Competitor detail & Compare.
Every signal we've captured on a rival, dated and scored — and the side-by-side view that shows you who just changed pace.
The card on the Competitors tab tells you who a rival is. The detail page tells you what they've been doing — every signal we've ever captured on them, dated, scored and linked back to the original. It's where you go when the brief says "they moved" and you want to see it for yourself.
Opening a competitor
Brand → Competitors, then Details on any card. The page opens with a header block: their name, their website, a tracking badge, and — if they've been active — a 7-day activity tile showing how many signals we captured this week and whether that's up or down on last week.
The signal timeline
The main column is everything we've detected, newest first, grouped by day — Today, Yesterday, then dated weekdays. Each entry gives you:
- A coloured dot — how much you should care (see below)
- The summary — what they did, in one line
- The source — Blog, Website, LinkedIn, Founder LinkedIn, X, and so on
- An open link straight to the original post or page, when we captured one
- The impact score as a badge, 0 to 100
The day a signal appears under is the day we captured it, not necessarily the day they posted it. We check each source once a day, so a post can land in your timeline up to 24 hours after it went live. We'd rather be honest about that than fake a timestamp. Why the cadence works this way →
If the timeline is empty, it says so plainly. Either they've been quiet, or — far more likely — we have nothing to check because their record has no social links and no blog URL on it. Hit Edit and add them.
Reading the impact colours
Every signal carries an impact score, and the dot next to it is colour-coded on two thresholds:
| Score | Colour | What it usually is |
|---|---|---|
| 70 – 100 | Red | A homepage rewrite, a positioning change, something worth reading today |
| 45 – 69 | Orange | A real post. Worth a glance. |
| 0 – 44 | Grey | Routine activity |
A competitor changing their homepage messaging always scores high. It's the clearest tell that a rival has changed their pitch — and the thing you'd never notice on your own.
The 7-day activity panel
On the right, once a rival has been active this week:
- By type — a count per source, so you can see at a glance whether they're a blog machine or a LinkedIn one
- Last 7 days — a small bar per day. Flat bars mean a quiet week; a spike means they shipped something.

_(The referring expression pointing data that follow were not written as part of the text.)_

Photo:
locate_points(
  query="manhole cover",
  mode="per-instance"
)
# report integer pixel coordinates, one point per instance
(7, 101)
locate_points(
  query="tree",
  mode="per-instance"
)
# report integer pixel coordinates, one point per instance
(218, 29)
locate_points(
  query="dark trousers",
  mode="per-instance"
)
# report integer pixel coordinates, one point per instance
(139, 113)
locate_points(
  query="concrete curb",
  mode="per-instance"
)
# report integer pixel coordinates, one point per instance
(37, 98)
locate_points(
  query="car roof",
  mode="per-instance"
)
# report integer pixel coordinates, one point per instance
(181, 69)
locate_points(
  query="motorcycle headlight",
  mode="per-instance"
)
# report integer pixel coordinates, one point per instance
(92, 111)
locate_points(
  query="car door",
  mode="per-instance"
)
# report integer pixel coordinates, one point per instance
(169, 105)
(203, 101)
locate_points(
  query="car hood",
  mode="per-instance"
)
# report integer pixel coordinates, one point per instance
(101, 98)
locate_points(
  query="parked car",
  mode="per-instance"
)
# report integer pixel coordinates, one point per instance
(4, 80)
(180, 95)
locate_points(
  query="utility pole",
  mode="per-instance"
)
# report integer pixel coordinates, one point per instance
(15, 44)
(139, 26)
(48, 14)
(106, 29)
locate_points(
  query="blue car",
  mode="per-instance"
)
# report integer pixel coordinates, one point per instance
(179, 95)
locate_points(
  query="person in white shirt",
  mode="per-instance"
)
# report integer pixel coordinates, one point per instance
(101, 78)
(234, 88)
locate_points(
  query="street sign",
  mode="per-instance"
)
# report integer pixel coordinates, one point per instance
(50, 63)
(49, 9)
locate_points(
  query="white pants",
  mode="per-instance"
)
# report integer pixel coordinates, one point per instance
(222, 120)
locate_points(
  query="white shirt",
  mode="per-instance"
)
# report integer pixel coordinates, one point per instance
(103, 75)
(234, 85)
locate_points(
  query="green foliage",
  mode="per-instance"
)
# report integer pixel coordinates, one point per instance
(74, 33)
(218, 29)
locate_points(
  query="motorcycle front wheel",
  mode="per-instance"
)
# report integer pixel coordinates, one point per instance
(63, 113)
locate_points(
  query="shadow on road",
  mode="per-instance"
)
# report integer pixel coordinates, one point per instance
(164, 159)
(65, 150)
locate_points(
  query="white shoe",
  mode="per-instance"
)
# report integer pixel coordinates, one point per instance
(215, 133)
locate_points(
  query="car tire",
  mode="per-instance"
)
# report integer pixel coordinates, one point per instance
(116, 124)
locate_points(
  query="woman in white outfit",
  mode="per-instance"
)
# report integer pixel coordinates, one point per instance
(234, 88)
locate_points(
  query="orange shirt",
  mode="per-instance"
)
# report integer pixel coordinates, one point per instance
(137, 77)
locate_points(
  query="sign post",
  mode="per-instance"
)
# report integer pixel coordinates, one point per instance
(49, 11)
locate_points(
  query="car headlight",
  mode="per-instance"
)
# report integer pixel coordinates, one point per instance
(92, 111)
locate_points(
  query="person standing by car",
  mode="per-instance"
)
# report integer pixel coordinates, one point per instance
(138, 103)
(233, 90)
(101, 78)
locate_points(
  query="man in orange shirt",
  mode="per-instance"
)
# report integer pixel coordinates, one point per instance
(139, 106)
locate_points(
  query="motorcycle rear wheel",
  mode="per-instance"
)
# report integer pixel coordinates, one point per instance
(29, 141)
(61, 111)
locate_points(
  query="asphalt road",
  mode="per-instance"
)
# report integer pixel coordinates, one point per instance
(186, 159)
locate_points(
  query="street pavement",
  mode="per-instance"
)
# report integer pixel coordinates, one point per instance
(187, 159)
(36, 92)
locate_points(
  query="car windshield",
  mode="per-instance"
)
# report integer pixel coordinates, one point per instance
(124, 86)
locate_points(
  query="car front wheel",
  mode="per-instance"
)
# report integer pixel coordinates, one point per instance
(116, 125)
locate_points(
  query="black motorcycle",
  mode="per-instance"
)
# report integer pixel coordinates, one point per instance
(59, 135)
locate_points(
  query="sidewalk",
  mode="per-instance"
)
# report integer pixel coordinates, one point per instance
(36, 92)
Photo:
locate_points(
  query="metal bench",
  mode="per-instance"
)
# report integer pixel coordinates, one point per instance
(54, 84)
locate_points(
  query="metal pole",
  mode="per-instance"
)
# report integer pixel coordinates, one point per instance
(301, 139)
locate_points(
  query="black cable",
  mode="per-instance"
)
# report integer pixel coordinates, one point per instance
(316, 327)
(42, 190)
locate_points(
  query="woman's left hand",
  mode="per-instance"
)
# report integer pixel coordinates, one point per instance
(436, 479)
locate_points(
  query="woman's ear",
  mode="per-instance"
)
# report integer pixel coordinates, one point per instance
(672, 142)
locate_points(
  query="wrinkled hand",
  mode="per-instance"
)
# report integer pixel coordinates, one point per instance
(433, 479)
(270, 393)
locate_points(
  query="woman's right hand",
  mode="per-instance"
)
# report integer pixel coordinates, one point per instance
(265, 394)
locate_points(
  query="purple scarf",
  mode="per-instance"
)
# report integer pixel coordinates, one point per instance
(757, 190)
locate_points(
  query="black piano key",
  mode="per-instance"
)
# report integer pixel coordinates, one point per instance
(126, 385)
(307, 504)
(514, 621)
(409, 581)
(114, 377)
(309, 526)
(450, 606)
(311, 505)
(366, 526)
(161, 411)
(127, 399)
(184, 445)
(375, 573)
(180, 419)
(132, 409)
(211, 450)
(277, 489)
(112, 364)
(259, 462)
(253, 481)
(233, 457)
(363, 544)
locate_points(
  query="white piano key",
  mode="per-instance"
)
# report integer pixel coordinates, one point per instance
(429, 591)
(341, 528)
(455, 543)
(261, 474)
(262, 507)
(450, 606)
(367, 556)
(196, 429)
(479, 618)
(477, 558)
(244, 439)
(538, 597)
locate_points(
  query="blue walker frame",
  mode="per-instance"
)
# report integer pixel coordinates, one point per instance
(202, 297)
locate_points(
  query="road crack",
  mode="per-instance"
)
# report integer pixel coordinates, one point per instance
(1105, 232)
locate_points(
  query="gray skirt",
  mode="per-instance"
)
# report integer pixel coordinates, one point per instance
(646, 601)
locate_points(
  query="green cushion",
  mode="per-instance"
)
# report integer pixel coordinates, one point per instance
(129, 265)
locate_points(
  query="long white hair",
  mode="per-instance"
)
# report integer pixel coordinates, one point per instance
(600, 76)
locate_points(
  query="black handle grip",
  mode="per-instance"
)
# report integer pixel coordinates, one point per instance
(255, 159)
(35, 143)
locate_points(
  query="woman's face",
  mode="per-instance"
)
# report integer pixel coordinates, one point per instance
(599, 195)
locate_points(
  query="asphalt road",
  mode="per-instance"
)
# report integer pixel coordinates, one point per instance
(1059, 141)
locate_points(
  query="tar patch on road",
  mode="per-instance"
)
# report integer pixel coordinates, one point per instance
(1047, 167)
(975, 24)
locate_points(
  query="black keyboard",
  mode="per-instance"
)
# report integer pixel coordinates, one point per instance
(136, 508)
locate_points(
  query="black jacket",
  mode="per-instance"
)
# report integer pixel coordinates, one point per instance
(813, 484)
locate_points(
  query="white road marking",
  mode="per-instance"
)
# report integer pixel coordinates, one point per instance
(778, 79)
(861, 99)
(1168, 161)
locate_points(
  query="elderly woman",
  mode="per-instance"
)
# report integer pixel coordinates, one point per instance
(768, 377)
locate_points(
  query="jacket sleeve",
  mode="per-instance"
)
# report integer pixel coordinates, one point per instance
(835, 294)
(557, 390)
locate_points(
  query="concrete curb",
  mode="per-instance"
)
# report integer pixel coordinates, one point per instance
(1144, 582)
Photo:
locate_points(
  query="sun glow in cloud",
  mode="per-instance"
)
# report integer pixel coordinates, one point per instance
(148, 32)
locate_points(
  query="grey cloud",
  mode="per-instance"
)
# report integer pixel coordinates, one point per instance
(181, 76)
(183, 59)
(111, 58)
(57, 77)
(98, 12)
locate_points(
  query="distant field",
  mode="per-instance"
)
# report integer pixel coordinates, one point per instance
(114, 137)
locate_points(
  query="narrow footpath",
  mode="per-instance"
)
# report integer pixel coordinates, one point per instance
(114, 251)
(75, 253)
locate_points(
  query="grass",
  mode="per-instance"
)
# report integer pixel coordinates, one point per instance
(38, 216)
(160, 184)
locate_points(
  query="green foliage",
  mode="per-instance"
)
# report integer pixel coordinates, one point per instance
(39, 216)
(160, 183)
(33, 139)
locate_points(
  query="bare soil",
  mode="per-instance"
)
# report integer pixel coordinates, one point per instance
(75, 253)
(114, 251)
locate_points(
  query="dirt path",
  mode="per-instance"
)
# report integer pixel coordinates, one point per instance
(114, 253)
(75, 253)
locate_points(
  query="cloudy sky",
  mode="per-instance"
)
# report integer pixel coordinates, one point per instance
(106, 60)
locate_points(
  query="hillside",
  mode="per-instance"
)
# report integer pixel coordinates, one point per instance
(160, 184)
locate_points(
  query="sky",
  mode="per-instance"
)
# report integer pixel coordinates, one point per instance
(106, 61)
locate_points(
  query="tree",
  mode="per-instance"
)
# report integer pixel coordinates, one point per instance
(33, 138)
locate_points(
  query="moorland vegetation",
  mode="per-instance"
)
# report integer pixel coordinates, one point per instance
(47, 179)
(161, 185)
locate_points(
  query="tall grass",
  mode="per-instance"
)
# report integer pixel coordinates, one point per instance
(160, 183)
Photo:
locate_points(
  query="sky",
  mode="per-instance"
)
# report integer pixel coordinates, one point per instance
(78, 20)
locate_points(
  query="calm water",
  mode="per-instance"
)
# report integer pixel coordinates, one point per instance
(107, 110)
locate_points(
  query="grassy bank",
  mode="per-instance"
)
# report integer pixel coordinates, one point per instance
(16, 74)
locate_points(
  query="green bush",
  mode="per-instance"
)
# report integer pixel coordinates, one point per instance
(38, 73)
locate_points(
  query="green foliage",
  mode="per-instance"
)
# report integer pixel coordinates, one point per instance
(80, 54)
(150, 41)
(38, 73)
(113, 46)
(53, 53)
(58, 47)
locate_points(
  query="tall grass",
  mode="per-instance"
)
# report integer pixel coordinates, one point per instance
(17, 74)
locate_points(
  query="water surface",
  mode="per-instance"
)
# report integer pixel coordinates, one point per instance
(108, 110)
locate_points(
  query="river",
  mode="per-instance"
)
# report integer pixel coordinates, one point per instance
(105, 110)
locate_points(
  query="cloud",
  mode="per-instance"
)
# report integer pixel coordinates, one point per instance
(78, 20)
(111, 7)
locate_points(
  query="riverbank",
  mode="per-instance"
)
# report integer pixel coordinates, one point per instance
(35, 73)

The window is seven days on purpose. With once-a-day checks, a strict 24-hour window would call almost every day a quiet one.
The Sources toggles
The Sources · What to track card in the right rail — and the Monitoring scope chips in the competitor form — do not change what gets scraped. They're saved, and the scraper ignores them.
What we actually watch is decided by which links are on the competitor's record. To stop watching a channel, remove the link; to start, add it. The full explanation →
Comparing two to four rivals
Compare with… in the detail-page header, or the Compare page directly. Tick the rivals you want and they stack up side by side.
- Minimum two. Pick one and it just asks you to pick another — a comparison of one isn't a comparison.
- Maximum four. Anything past the fourth is ignored, so the columns stay readable.
Each column gives you the same four things, so your eye can run across them:
This week
Signals captured in the last seven days, with an arrow showing the trend against the week before.
Top impact
Their single highest-scoring signal this week, and what kind it was.
Top signals
Their three biggest moves, ranked by impact.
7-day activity
The same daily bars as the detail page, so you can see who's accelerating and who's gone quiet.
The useful pattern isn't who posted most — it's who changed pace. A rival whose bars were flat for three weeks and are now spiking has decided to do something. That's the one to read.
One caveat worth holding on to: a rival with fewer links on their record will always look quieter than one with more. Before you conclude a competitor has gone dormant, open them and check we've actually got something to watch.